Air Force Service Acquisition Executive Will Roper recently revealed that the service is just weeks away from branching outside of the Pentagon and embarking on its “connect-a-thon” series to improve communication between different aircraft.
“We’re making it up as we go, right? There’s never been anything like this,” Roper admitted at a Defense Writers Group breakfast, as reported by C4ISRNET. “We need a way for people to propose connections and get into the pipeline. So I wouldn’t be surprised at all if it ends up being like a pitch day ... having a proposal process where we review the maturity of the tech versus the benefit to the war fighter.
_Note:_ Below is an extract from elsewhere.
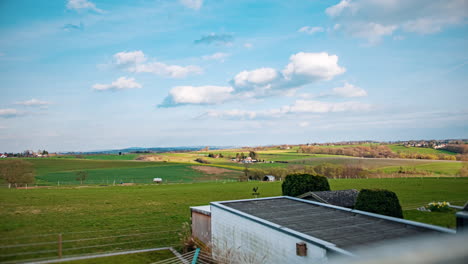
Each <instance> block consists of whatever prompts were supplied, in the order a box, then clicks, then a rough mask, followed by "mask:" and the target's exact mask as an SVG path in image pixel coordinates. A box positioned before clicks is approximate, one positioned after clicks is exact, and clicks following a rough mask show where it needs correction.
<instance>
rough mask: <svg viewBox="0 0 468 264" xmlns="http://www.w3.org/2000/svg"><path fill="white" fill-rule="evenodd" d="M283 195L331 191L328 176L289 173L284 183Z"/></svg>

We would do the former, our operators would do the latter."
The communication between data link systems belonging to the F-22 Raptor and F-35 Joint Strike Fighter will be the first hurdle faced during the invite-only, live experiments hosted by the North American Aerospace Defense Command and US Northern Command in December.
Currently, the F-35’s Multifunction Advanced Data Link can receive information from the F-22 through Link 16, a decades-old system that has been the subject of controversy due to its hackability by enemy intelligence, according to Air Force Magazine. However, the F-35 cannot share data with the F-22.
Roper also touched on this topic during the Air Force Association’s 2019 Air, Space & Cyber Conference in September, noting that communication between the two aircraft is crucial for the service’s Multi-Domain Operations.
“What we are going to use is a Skyborg attritable drone, a cheap attritable aircraft, to link an F-22 and an F-35 that speak two different languages,” he said, reported Breaking Defense. “We want to use the attritable drone to be the universal translator for both.”
If the live experiments are successful, the proposed “translator,” dubbed GatewayOne, will be attached to a Valkyrie disposable drone - which has been developed within the service’s Skyborg program.
“We’ve already heard thoughts from F-16, F-22, space programs — low Earth orbit programs — who say we can do this, we want to be part of the networked family,” Roper said in September.
Further efforts to make these connectivity dreams a reality appear to be on the horizon after Air Force Chief of Staff Gen. David Goldfein announced last week that not only does the service intend to make strides to ensure the F-22 and F-35 can transfer data between each other, but it also hopes to link the fighter jets to the Boeing X-37B Orbital Test Vehicle.